Railway station in Huddinge, Sweden

Huddinge is a station on Stockholm's commuter rail network, located in central Huddinge Municipality between Stuvsta and Flemingsberg. The station consists of a single island platform with an underground pedestrian tunnel connecting to the bus terminal and Huddinge centrum. The outer tracks are used for other train traffic. The current station structure was completed in 1986.

==History==
Huddinge station was established in 1860 as part of the Western Main Line between Stockholm Södra and Södertälje. The station's construction was initiated by Pehr Pettersson, then-owner of nearby manor Fullersta Gård, who donated land to Swedish State Railways (SJ) under the condition that a station would be built nearby.

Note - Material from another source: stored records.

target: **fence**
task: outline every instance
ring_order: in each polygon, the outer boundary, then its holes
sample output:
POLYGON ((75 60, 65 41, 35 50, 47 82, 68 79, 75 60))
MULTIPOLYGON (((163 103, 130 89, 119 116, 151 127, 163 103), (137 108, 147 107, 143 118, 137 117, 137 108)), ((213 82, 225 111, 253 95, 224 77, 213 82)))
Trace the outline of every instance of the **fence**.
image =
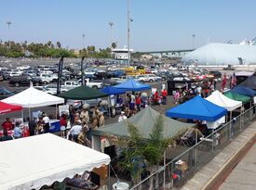
POLYGON ((255 107, 251 107, 201 141, 163 166, 130 190, 180 187, 199 171, 231 141, 243 132, 256 117, 255 107), (154 188, 151 188, 153 187, 154 188))

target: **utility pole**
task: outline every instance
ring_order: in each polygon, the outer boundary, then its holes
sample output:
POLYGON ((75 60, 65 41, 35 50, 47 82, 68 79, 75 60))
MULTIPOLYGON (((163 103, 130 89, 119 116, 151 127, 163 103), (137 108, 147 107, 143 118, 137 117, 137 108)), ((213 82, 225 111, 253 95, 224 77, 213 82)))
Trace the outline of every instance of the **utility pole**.
POLYGON ((82 37, 83 37, 83 49, 84 49, 85 48, 85 37, 86 37, 86 35, 83 33, 82 37))
POLYGON ((129 61, 130 61, 130 52, 129 52, 129 22, 130 22, 130 17, 129 17, 129 0, 128 0, 128 66, 129 67, 129 61))
POLYGON ((192 49, 195 48, 195 34, 192 34, 192 49))
POLYGON ((113 27, 114 23, 111 21, 108 24, 110 25, 110 47, 112 47, 112 43, 113 43, 112 27, 113 27))
MULTIPOLYGON (((7 21, 7 24, 8 25, 8 31, 10 30, 10 25, 12 24, 11 21, 7 21)), ((10 48, 10 39, 9 39, 9 48, 10 48)))

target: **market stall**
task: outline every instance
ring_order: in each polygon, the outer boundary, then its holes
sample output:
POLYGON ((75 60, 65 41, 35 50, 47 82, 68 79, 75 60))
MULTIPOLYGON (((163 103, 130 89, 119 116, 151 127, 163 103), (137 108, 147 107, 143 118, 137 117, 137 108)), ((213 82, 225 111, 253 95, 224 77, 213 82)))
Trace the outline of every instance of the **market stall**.
POLYGON ((166 111, 171 118, 206 120, 209 129, 216 129, 224 122, 227 109, 219 107, 200 95, 166 111))
POLYGON ((39 189, 110 162, 108 155, 51 133, 0 144, 1 190, 39 189))
POLYGON ((114 86, 114 88, 121 89, 124 91, 143 91, 151 89, 151 86, 136 82, 133 79, 128 79, 124 82, 114 86))
MULTIPOLYGON (((21 106, 23 108, 29 109, 29 116, 32 117, 31 108, 56 105, 56 118, 57 118, 57 105, 64 104, 64 99, 49 95, 47 93, 39 91, 33 86, 10 97, 2 100, 5 103, 21 106)), ((56 123, 56 120, 50 120, 50 123, 56 123)), ((59 130, 60 131, 60 130, 59 130)))

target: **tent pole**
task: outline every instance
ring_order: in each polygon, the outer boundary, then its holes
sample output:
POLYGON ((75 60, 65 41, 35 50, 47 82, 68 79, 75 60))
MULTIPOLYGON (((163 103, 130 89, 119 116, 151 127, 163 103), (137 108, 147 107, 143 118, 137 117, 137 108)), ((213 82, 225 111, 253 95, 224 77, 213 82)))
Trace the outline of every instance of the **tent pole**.
POLYGON ((57 120, 57 104, 55 105, 55 118, 57 120))
POLYGON ((111 118, 111 108, 110 108, 110 107, 111 107, 111 102, 110 102, 110 95, 108 96, 108 111, 109 111, 109 118, 111 118))
POLYGON ((166 189, 166 164, 167 164, 166 159, 167 159, 167 151, 165 149, 165 152, 164 152, 164 184, 163 184, 164 190, 166 189))
POLYGON ((31 118, 31 114, 30 114, 30 108, 29 108, 29 118, 31 118))
POLYGON ((23 109, 21 110, 21 118, 22 118, 22 120, 24 120, 24 113, 23 113, 23 109))
POLYGON ((231 128, 232 128, 232 111, 230 111, 229 114, 230 114, 230 120, 230 120, 230 123, 229 123, 229 134, 230 134, 230 138, 232 138, 232 131, 233 131, 233 130, 231 129, 231 128))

Initially, the station featured separate northbound and southbound platforms extending in opposite directions from the original 1860 station building. This unique layout was replaced in 1986 with a single platform and a new station structure integrated with an underground passage with artwork. The old station building was demolished during this renovation.

In 1980, the old Huddinge station building was featured in the political thriller To Be a Millionaire, starring Gösta Ekman, Björn Gustafson, and Allan Edwall. The film's climactic scene took place on the station platform and inside the historic station building.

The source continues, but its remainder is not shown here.